Thermische Druckköpfe erhitzen die flüssige Tinte um sie zu verdampfen und aus der Düse zu pressen. Zu diesem Zweck befindet sich in jedem Düsenkanal ein Heizelement (Größe ca. 30 x 30 Mikrometer). Soll aus der entsprechenden Düse ein Tropfen abgegeben werden, wird eine Spannung an das Heizelement angelegt, was dazu führt, dass es sich innerhalb von Sekundenbruchteilen auf Temperaturen von ca. 300 °C erhitzt. Die flüssige Tinte im Düsenkanal verdampft schlagartig und eine Dampfblase bildet sich, die die Tinte aus der Düse presst. Bei diesem Verfahren werden meist Tintentanks, die auch Tintenpatronen geannt werden, eingesetzt

Sobald das Heizelement abgeschaltet wird, bildet sich die Dampfblase zurück und der Tintentropfen reißt ab. Nach dem Abreißen fliegt er mit einer Geschwindigkeit von bis zu 15 Metern pro Sekunde auf das Druckmedium. Sobald der Düsenkanal abkühlt entsteht ein Unterdruck, der das Nachfließen von neuer Tinte aus der Patrone bewirkt. Sobald sich wieder Tinte im Düsenkanal befindet kann der nächste Tropfen abgegeben werden.

Um eine möglichst hohe Geschwindigkeit des Druckers zu erreichen muss der gesamte Vorgang innerhalb von kürzester Zeit ablaufen. Im obigen Beispiel dauert es z.B. weniger als 80 Mikrosekunden vom Aktivieren des Heizelements bis zum Nachfließen der Tinte.

Das Piezo-Druckverfahren

Im Gegensatz zum thermischen Druckverfahren steht das Piezo-Druckverfahren. Absoluter Vorreiter dieser Technik ist die Firma Epson. Kurz nach der Entwicklung eines ersten Piezo-Druckkopfs im Jahre 1977 durch Siemens, stellte Epson im Jahre 1984 die ersten Drucker mit Piezo-Druckverfahren vor.

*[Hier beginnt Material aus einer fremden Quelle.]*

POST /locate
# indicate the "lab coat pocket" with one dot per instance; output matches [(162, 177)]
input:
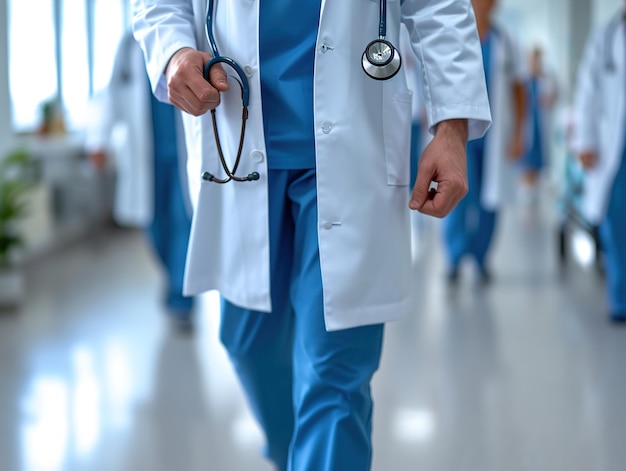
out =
[(397, 136)]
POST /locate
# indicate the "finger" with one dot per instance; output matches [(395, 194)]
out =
[(218, 77), (443, 200), (419, 195)]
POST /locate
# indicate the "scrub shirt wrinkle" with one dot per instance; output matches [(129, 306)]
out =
[(287, 38)]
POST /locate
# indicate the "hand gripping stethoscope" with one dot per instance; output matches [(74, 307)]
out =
[(245, 98), (381, 61)]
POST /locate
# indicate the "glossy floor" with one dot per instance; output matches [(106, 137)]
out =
[(524, 374)]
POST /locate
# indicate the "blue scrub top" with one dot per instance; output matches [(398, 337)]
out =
[(164, 130), (287, 37)]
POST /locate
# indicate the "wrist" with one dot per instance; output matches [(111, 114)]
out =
[(455, 129)]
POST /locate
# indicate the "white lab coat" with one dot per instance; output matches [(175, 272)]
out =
[(599, 114), (120, 122), (362, 137), (500, 177)]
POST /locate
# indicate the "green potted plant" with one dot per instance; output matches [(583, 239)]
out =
[(15, 183)]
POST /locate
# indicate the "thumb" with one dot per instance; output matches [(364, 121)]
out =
[(419, 196)]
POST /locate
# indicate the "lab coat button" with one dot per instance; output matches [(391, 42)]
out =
[(325, 48)]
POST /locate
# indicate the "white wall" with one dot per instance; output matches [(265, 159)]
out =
[(604, 9), (6, 136)]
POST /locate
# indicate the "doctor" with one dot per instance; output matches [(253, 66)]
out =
[(469, 229), (141, 134), (540, 98), (313, 256), (599, 139)]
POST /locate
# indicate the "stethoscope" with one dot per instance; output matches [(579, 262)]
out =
[(380, 61), (245, 98)]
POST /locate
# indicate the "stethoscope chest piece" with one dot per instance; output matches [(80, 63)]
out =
[(381, 60)]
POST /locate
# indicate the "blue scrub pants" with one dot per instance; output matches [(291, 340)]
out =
[(169, 231), (613, 237), (469, 228), (308, 388), (416, 150)]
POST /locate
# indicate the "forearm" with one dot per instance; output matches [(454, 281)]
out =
[(443, 36), (161, 29)]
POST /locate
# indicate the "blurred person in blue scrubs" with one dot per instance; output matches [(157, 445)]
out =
[(469, 229), (144, 137), (599, 139), (313, 256), (541, 96), (419, 132)]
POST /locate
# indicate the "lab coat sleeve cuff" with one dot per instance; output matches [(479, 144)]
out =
[(478, 118), (156, 68)]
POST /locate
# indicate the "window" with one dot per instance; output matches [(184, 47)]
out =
[(60, 49), (32, 60)]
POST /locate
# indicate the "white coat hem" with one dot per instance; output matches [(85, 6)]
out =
[(348, 319)]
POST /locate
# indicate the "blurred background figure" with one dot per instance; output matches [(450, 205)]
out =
[(598, 138), (469, 229), (413, 70), (144, 137), (540, 98)]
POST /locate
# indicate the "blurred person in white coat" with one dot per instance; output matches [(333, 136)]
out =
[(541, 93), (599, 140), (142, 139), (493, 178), (311, 253)]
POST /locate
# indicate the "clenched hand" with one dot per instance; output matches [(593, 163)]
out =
[(187, 88)]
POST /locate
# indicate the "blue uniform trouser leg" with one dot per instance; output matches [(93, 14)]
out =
[(462, 227), (309, 388), (416, 150), (455, 232), (613, 236), (482, 236), (169, 230)]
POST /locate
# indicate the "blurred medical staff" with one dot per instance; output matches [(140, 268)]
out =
[(468, 230), (540, 96), (142, 134), (598, 138)]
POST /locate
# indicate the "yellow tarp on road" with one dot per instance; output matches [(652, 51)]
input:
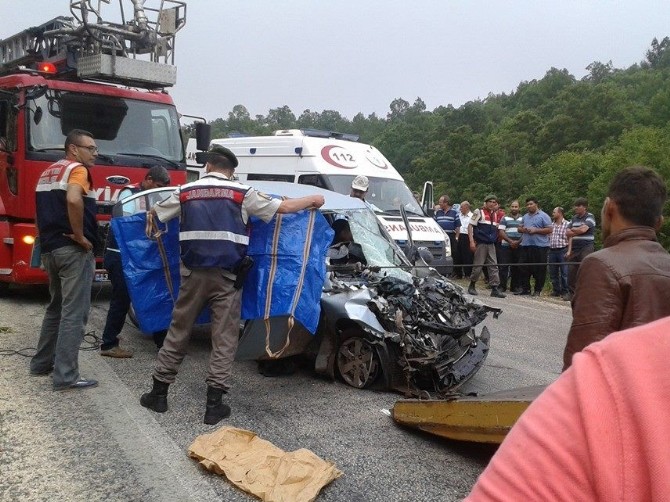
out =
[(262, 469)]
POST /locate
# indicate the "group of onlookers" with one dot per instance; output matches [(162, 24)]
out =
[(512, 249)]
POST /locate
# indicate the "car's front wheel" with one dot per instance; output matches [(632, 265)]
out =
[(357, 361)]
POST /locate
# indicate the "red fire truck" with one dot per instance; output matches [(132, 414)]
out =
[(83, 72)]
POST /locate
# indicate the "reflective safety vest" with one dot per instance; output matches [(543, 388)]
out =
[(486, 230), (51, 203), (212, 232)]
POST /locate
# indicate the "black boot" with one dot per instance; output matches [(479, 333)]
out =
[(156, 399), (216, 410), (496, 293)]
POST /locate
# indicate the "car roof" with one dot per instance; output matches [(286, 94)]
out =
[(333, 200)]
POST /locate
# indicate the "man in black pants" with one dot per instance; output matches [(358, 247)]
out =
[(119, 304)]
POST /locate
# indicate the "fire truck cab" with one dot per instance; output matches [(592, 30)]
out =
[(106, 78)]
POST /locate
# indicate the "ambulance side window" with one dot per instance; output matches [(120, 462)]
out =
[(314, 180), (270, 177)]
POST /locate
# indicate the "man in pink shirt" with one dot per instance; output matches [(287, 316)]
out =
[(597, 433)]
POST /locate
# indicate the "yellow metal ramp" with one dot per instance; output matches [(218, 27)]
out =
[(482, 419)]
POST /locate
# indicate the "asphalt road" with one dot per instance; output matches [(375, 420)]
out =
[(100, 444)]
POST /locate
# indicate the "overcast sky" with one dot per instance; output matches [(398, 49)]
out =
[(359, 55)]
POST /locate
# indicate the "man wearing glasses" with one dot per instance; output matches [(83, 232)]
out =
[(67, 228)]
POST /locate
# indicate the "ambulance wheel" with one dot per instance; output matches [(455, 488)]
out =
[(357, 361)]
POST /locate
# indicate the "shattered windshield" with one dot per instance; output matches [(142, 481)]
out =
[(378, 248), (386, 194), (119, 126)]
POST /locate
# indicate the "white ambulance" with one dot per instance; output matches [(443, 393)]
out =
[(331, 161)]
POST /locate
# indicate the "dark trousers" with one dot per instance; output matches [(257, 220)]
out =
[(533, 255), (558, 270), (577, 256), (119, 304), (453, 245), (463, 257), (508, 254)]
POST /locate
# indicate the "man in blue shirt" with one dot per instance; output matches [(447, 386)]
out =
[(580, 233), (535, 229), (447, 217)]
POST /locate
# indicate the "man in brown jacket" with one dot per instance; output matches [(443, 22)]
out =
[(627, 283)]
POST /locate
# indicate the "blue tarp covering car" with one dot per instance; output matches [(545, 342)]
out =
[(286, 278)]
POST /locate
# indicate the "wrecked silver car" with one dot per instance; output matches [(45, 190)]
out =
[(383, 321)]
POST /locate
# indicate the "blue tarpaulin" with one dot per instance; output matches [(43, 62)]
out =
[(144, 271), (151, 299), (290, 291)]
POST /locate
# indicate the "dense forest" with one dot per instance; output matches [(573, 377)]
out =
[(556, 138)]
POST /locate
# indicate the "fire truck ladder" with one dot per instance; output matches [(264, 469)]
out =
[(101, 50)]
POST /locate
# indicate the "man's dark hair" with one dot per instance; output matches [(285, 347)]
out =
[(639, 193), (221, 162), (73, 137), (159, 174)]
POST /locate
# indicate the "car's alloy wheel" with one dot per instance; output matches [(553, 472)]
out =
[(357, 362)]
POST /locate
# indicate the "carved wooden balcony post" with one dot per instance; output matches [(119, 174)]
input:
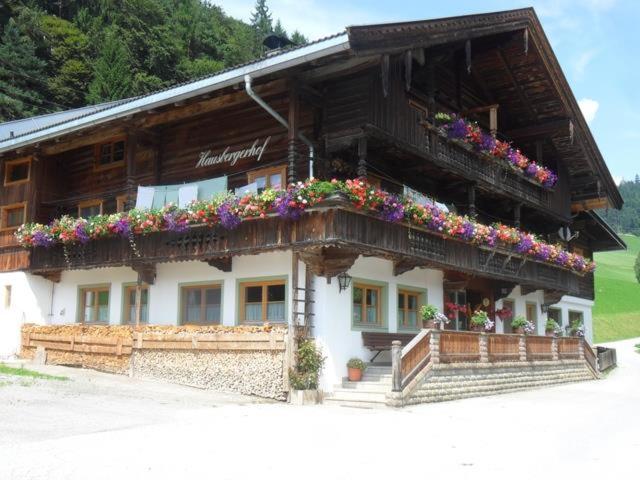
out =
[(554, 348), (522, 348), (434, 346), (483, 339), (396, 365)]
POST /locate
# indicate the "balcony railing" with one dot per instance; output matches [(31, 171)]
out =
[(331, 225)]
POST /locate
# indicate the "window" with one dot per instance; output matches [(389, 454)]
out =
[(94, 304), (263, 301), (274, 177), (532, 313), (409, 303), (7, 297), (367, 305), (555, 314), (201, 304), (110, 154), (12, 216), (129, 314), (17, 171), (89, 208)]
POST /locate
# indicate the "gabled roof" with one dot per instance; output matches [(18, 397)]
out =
[(587, 162), (37, 129)]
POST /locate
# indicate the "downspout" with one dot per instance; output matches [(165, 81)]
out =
[(280, 119)]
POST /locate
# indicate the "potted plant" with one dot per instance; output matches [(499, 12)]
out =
[(303, 379), (480, 321), (355, 367), (577, 328), (552, 329), (432, 317)]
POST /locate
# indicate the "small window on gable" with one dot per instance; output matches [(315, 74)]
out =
[(17, 171), (89, 208), (12, 216), (110, 154), (273, 177)]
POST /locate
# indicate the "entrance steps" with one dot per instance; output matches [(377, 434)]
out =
[(452, 384), (370, 392)]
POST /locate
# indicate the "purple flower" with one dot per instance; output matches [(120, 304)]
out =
[(531, 170), (122, 227), (41, 239), (392, 209), (487, 143), (524, 244), (457, 129), (81, 233), (287, 207), (174, 223), (228, 218)]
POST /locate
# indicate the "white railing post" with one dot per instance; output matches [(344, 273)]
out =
[(396, 365)]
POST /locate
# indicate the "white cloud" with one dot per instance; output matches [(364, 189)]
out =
[(589, 108)]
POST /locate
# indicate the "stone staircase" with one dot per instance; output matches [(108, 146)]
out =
[(443, 384), (370, 392)]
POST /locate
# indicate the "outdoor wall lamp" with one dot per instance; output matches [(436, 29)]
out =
[(344, 280)]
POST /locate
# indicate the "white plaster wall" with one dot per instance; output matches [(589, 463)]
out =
[(164, 293), (521, 301), (30, 303), (566, 303), (577, 304), (333, 330)]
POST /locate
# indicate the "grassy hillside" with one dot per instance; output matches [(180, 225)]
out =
[(617, 309)]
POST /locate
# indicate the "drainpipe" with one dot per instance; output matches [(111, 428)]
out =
[(280, 119)]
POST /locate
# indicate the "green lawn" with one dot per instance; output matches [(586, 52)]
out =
[(616, 314), (23, 372)]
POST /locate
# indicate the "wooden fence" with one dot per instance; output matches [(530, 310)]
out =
[(274, 340), (449, 346)]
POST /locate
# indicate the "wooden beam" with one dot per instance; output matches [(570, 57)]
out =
[(221, 263), (218, 102), (559, 127), (591, 204)]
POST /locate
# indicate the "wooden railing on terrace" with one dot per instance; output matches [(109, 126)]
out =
[(446, 346)]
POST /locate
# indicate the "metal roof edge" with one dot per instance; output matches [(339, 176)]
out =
[(258, 68)]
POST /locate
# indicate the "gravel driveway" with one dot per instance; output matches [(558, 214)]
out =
[(101, 426)]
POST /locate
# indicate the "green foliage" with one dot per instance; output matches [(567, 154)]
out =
[(615, 313), (518, 322), (356, 363), (22, 76), (479, 317), (626, 220), (23, 372), (428, 312), (57, 55), (309, 361), (112, 77)]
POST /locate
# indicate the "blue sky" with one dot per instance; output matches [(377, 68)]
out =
[(596, 42)]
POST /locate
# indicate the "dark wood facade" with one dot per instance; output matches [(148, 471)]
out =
[(369, 112)]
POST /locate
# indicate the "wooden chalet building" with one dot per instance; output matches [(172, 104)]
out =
[(359, 104)]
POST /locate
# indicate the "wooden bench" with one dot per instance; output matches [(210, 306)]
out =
[(381, 341)]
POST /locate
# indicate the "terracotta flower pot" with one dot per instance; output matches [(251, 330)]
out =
[(429, 324), (355, 374)]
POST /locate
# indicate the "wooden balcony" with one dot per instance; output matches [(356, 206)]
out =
[(329, 238)]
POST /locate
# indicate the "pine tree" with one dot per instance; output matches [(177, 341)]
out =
[(298, 38), (262, 23), (112, 73), (21, 75)]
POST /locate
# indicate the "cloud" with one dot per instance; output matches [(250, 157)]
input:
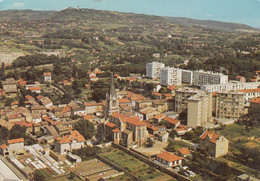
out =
[(18, 5)]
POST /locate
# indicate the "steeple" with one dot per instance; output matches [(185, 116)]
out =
[(112, 91)]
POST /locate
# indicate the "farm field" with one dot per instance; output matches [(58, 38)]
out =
[(135, 166)]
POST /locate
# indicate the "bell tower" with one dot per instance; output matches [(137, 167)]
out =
[(112, 104)]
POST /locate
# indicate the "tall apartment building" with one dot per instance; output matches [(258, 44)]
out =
[(181, 98), (153, 69), (207, 78), (230, 86), (199, 109), (187, 76), (228, 105), (170, 76)]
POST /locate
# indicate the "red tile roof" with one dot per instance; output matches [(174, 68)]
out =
[(170, 120), (4, 146), (111, 125), (157, 94), (35, 88), (169, 157), (256, 100), (172, 87), (250, 90), (75, 135), (159, 116), (86, 117), (212, 136), (116, 130), (18, 140), (184, 151), (47, 74), (28, 97), (124, 100), (135, 121)]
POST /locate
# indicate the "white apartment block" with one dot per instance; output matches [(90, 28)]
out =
[(187, 77), (170, 76), (182, 96), (153, 69), (208, 78), (199, 109), (231, 86), (250, 94)]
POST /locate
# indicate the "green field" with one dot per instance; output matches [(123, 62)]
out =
[(134, 165)]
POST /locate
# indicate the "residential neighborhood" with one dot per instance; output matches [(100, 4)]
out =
[(104, 95)]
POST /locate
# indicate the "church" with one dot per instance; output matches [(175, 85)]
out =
[(129, 131)]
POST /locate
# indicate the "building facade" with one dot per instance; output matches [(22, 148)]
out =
[(199, 110), (213, 144), (230, 86), (207, 78), (181, 98), (153, 69), (229, 105), (170, 76)]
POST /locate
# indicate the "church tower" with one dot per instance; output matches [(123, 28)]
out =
[(112, 104)]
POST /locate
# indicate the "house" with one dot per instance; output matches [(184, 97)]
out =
[(80, 111), (10, 87), (127, 130), (12, 147), (36, 89), (254, 106), (183, 152), (149, 113), (141, 104), (93, 77), (169, 159), (38, 110), (240, 78), (160, 105), (172, 122), (69, 142), (163, 136), (47, 77), (245, 177), (156, 95), (213, 144)]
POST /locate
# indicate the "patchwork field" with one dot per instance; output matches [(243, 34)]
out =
[(135, 166)]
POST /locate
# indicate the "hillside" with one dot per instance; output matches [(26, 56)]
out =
[(24, 15), (218, 25), (111, 40)]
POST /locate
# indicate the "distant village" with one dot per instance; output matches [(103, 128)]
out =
[(191, 100)]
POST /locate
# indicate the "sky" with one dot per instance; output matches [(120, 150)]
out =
[(237, 11)]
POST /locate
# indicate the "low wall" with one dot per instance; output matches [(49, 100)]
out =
[(20, 170), (151, 163)]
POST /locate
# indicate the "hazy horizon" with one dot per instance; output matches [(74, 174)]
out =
[(234, 11)]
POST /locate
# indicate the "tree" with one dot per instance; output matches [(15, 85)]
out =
[(171, 146), (4, 133), (17, 132), (72, 175), (149, 143), (86, 128), (173, 133), (38, 176)]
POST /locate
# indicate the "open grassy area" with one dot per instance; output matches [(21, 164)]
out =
[(134, 165), (236, 131)]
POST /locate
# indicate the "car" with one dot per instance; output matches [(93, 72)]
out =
[(192, 174), (186, 174), (185, 168)]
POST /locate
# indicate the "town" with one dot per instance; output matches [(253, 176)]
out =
[(61, 119)]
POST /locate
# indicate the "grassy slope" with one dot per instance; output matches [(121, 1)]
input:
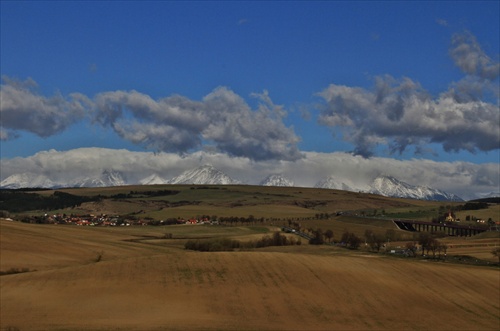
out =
[(139, 286)]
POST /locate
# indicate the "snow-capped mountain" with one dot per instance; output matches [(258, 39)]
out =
[(107, 178), (392, 187), (277, 180), (154, 179), (334, 184), (209, 175), (206, 174), (27, 180)]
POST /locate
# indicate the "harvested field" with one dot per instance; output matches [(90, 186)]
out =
[(144, 286)]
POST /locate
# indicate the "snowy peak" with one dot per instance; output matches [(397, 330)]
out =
[(392, 187), (277, 180), (204, 175), (107, 178), (154, 179)]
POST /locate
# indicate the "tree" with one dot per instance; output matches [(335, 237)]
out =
[(329, 235), (443, 248), (317, 238), (411, 247), (496, 252), (350, 240), (433, 245)]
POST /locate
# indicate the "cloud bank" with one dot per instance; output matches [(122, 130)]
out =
[(22, 108), (397, 113), (465, 179), (400, 113), (222, 120)]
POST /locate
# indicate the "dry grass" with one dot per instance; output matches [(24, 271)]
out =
[(157, 286)]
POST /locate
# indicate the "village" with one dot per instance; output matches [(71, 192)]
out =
[(110, 220)]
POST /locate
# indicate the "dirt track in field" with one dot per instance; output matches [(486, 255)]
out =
[(145, 287)]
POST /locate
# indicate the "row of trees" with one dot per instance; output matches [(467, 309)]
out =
[(225, 244)]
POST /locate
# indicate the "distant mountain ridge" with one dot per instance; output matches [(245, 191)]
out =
[(209, 175), (206, 174), (392, 187), (277, 180)]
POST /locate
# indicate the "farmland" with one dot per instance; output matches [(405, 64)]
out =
[(137, 278)]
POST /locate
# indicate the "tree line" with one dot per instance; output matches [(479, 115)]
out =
[(225, 244)]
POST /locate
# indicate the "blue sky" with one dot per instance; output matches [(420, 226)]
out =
[(290, 77)]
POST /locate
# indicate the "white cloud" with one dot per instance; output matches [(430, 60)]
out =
[(462, 178), (24, 109), (400, 113), (471, 59)]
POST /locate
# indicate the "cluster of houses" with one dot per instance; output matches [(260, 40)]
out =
[(108, 220)]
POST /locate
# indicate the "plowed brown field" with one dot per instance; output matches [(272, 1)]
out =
[(140, 286)]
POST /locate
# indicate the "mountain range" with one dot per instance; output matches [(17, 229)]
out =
[(209, 175)]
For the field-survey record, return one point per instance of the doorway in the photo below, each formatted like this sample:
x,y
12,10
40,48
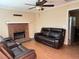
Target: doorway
x,y
73,27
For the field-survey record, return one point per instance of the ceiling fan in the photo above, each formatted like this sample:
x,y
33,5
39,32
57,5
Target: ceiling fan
x,y
40,4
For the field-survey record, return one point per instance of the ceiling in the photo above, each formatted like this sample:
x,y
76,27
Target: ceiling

Das Piezo-Prinzip funktioniert, im Gegensatz zum Verdampfen beim thermischen Verfahren, rein mechanisch. Um die Tinte aus der Tintenkammer zu pressen, werden, wie der Name schon verrät, Piezokristalle verwendet. Diese haben die Eigenschaft, sich beim Anlegen einer Spannung zu verformen. Diese Verformung wiederum wird zum Erzeugen des benötigten Drucks in den Düsen genutzt.

Nutzte Siemens ursprünglich noch Piezo-Röhrchen, ist Epson mittlerweile auf je eine Piezoscheibe pro Düse umgestiegen. Je nach Polarität der angelegten Spannung wölbt sich die Scheibe in die eine oder in die andere Richtung. Hierdurch wird ein Druck auf eine Membran erzeugt, die wiederum den benötigten Druck aufbaut und die Tinte aus der Düse drückt.

Das Besondere an dieser Technik sind zum einen die hohe Geschwindigkeit der Verformung (nur ca. 5 Mikrosekunden), die eine sehr hohe Frequenz der Tröpfchenabgabe ermöglicht und somit eine hohe Arbeitsgeschwindigkeit bietet und zum anderen die lange Haltbarkeit. Piezo-Druckköpfe werden in den meisten Fällen fest in den Drucker installiert und müssen nicht getauscht werden. Stattdessen werden nur die Tintentanks getauscht, was für den Anwender meist wesentlich günstiger ist.